Using Natural Language Processing to Detect Contradictory Claims in COVID-19 Research
25 Jun 2022How Natural Language Processing Helps Detect Contradictory Claims in Medical Research during a Pandemic
TL;DR
This blog post describes a research project that aimed to automatically process a massive body of COVID-19 literature to detect contradictions in research claims related to drug treatments using natural language processing (NLP) and machine learning. The post details the steps taken to extract relevant claims from the CORD-19 dataset, identify sentences that could be compared, create an annotated set of similar drug-related research claims, and detect contradictions between pairs of papers. The post also discusses the models used, the results obtained, and potential use cases for the research findings.
Introduction
The COVID-19 pandemic has created an infodemic of research papers about the virus and its potential treatments. With so much new research being produced, it’s hard for clinicians and researchers to determine what works and what doesn’t. This is especially true when research papers contain contradictory claims about the efficacy or toxicity of drug treatment. In this post, we’ll discuss how natural language processing (NLP) can be used to process automatically large amounts of medical literature to detect contradictions in claims, which may help curators update databases that inform clinical practice and contextualize if a paper is part of a majority or minority opinion of specific claims.
Problem statement:
During the peak of COVID-19, when a lot of research was coming out about different drugs that could work, many contradictory claims were made. The challenge was to extract these claims from a large dataset of research papers and identify semantically similar claims for comparison.
Methods:
To extract drug-related research claims, the team used a method developed by Achakulvisut et al. with the June 17 release of COVID-19 filtered texts in the CORD-19 subset of biomedical literature provided by Kaggle. Research claims were extracted from the title, abstract, and conclusion sections, with a predetermined set of section names normalized as conclusion sections. To create an annotated collection of similar drug-related research claims, the team created a set of annotator guidelines in collaboration with a team at Roam Analytics. They then sampled a set of 1000 claims pairs for gold standard annotation.

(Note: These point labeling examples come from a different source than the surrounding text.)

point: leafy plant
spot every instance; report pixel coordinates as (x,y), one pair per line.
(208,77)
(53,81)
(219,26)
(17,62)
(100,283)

To detect contradictions, the team trained supervised models using a data regime of fine-tuning steps that were more domain- and task-specific. They used the Biomed-RoBERTa model fine-tuned on MedNLI, a corpus of pairs of contradictory/entailing/neutral sentences created based on clinicians’ synthetic, with a predetermined set of section names notes in electronic medical records. They further fine-tuned the model using ManConCorpus, a corpus of research claims extracted from systematic reviews about specific topics in cardiovascular health. They also used negation detection, and SBERT fine-tuned on MedNLI and ManConCorpus for claim similarity detection.
Results:
We extracted 1339 pairable claims from the dataset of COVID-19-related papers. They achieved precision/recall/F1 scores of 71%/56%/63% for claim extraction and 81%/38%/51% for contradiction detection. The BlueBERT model fine-tuned on MedNLI showed the most promise for detecting contradictions, with a contradiction class F1 score of 45%. The team also manually annotated 500 pairs of claims related to COVID-19 therapeutics.
Discussion:
We show that NLP can be a powerful tool for detecting contradictions in medical research, especially during a pandemic when research is being produced at an unprecedented rate. By identifying contradictory claims, researchers and clinicians can better understand what works and what doesn’t. Curators can update databases to reflect the most accurate information. The team’s approach also highlights the importance of domain-specific training data, as fine-tuning models on relevant datasets can significantly improve performance. In the future, this approach can be applied to other areas of medical research to help distill where differing opinions lie about the efficacy of treatments.